Explosion de la dette publique
Alors que le chef de l’Etat annonçait ses mesures sociales le 18 février 2009, se profilait déjà le spectre de la plus grande récession depuis 1945. Le déficit atteindra un triste record historique, de 103,8 milliards d’euros cette année. On sait déjà qu’il atteindra plus de 5%, alors que Bruxelles n’autorise que 3%. Le PIB (Produit Intérieur Brut) baissera de 1 à 1,5%. Les mesures prises seront-elles suffisantes pour sortir le pays de la crise ?

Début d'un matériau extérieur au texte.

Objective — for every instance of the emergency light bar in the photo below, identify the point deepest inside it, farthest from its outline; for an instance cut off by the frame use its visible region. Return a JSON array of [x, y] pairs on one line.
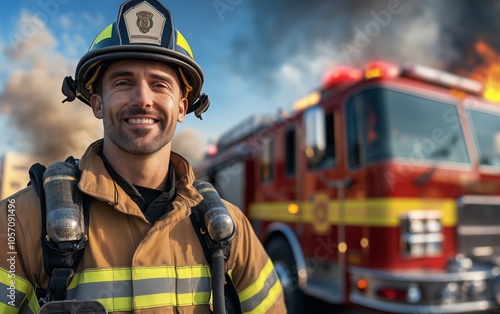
[[442, 78], [377, 69], [340, 74]]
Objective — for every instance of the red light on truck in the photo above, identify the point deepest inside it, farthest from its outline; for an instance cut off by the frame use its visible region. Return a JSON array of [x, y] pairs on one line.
[[377, 69], [340, 74]]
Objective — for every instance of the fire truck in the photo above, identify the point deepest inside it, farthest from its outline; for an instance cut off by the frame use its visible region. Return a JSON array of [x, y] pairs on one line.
[[379, 190]]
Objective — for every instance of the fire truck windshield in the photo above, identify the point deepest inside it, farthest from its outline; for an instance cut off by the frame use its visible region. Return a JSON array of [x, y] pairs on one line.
[[388, 124], [486, 130]]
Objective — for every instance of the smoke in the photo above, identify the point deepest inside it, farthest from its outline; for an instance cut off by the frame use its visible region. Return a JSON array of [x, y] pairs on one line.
[[33, 102], [311, 36], [44, 126]]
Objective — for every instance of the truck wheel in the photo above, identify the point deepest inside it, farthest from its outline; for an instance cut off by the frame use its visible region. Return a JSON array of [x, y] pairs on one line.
[[281, 254]]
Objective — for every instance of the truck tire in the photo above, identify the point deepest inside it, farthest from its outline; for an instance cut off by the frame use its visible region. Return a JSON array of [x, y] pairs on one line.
[[281, 254]]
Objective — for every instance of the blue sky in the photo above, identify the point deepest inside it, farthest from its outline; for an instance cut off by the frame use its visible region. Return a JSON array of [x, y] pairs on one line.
[[258, 56]]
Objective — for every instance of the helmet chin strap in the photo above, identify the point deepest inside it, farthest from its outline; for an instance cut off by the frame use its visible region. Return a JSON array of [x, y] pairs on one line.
[[189, 88], [200, 105]]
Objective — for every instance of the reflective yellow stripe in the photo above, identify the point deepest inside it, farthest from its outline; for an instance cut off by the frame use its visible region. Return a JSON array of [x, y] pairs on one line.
[[262, 294], [274, 292], [104, 34], [182, 42], [371, 212], [101, 275], [23, 292], [150, 287], [116, 304]]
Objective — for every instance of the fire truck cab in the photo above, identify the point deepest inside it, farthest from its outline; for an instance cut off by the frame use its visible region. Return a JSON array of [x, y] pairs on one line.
[[379, 190]]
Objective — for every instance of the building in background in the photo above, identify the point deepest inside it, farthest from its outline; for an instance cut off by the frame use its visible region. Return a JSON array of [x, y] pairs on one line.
[[14, 175]]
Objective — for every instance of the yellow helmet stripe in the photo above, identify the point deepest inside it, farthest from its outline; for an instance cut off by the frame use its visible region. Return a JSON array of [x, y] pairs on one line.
[[104, 34], [182, 42]]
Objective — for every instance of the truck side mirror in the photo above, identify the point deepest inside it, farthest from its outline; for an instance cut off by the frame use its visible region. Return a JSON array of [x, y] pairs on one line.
[[314, 135]]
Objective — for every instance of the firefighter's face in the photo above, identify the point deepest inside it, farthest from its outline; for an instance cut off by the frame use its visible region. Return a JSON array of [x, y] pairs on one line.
[[140, 104]]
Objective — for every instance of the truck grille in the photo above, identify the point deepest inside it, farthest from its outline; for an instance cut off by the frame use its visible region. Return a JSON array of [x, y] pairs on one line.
[[478, 231]]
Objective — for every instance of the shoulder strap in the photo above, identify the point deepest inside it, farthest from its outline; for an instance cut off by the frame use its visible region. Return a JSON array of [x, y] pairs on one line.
[[59, 265], [232, 299]]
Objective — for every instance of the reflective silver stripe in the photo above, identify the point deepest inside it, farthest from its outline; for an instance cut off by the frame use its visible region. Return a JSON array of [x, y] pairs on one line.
[[253, 302], [171, 285], [123, 288], [101, 290]]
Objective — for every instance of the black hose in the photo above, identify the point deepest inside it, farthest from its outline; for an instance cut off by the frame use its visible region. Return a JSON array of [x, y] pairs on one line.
[[218, 281]]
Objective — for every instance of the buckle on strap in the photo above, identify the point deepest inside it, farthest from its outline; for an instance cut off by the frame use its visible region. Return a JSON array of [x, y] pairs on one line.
[[59, 282]]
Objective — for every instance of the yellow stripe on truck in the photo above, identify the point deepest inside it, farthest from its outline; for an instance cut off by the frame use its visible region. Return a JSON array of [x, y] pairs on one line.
[[384, 212]]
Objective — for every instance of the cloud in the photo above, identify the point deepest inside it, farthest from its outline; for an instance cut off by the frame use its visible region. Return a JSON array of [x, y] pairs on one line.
[[32, 101], [310, 36]]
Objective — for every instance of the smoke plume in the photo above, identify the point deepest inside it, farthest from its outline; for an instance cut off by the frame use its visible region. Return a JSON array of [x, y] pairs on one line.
[[311, 36], [33, 102]]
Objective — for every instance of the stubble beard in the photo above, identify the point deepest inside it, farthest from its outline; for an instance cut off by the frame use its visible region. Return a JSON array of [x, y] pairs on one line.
[[134, 143]]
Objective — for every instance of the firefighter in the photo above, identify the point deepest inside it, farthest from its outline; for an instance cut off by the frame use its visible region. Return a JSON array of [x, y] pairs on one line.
[[141, 252]]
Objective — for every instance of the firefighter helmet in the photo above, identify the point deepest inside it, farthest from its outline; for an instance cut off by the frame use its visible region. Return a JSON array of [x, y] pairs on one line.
[[143, 30]]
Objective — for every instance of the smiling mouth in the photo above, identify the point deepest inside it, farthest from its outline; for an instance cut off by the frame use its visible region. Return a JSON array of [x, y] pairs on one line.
[[140, 121]]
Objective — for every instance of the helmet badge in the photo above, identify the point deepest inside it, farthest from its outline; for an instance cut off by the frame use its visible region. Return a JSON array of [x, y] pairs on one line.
[[145, 24], [144, 21]]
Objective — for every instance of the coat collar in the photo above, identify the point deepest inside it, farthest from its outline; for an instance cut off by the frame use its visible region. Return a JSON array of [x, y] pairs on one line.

Le nouveau collectif budgétaire a été présenté mercredi 4 mars en conseil des ministres, par le ministre du Budget, Eric Woerth et la ministre de l’Economie, Christine Largarde. Comme le déficit ne devait atteindre que 52 milliards, il faut ajuster le budget 2009. Celui-ci est tout simplement doublé à 103,8 milliards d’euros. Il est espéré une réduction à 4% en 2011, puis qu’il passe sous la barre des 3% en 2012. La crise économique s’installe pour au moins les deux années à venir.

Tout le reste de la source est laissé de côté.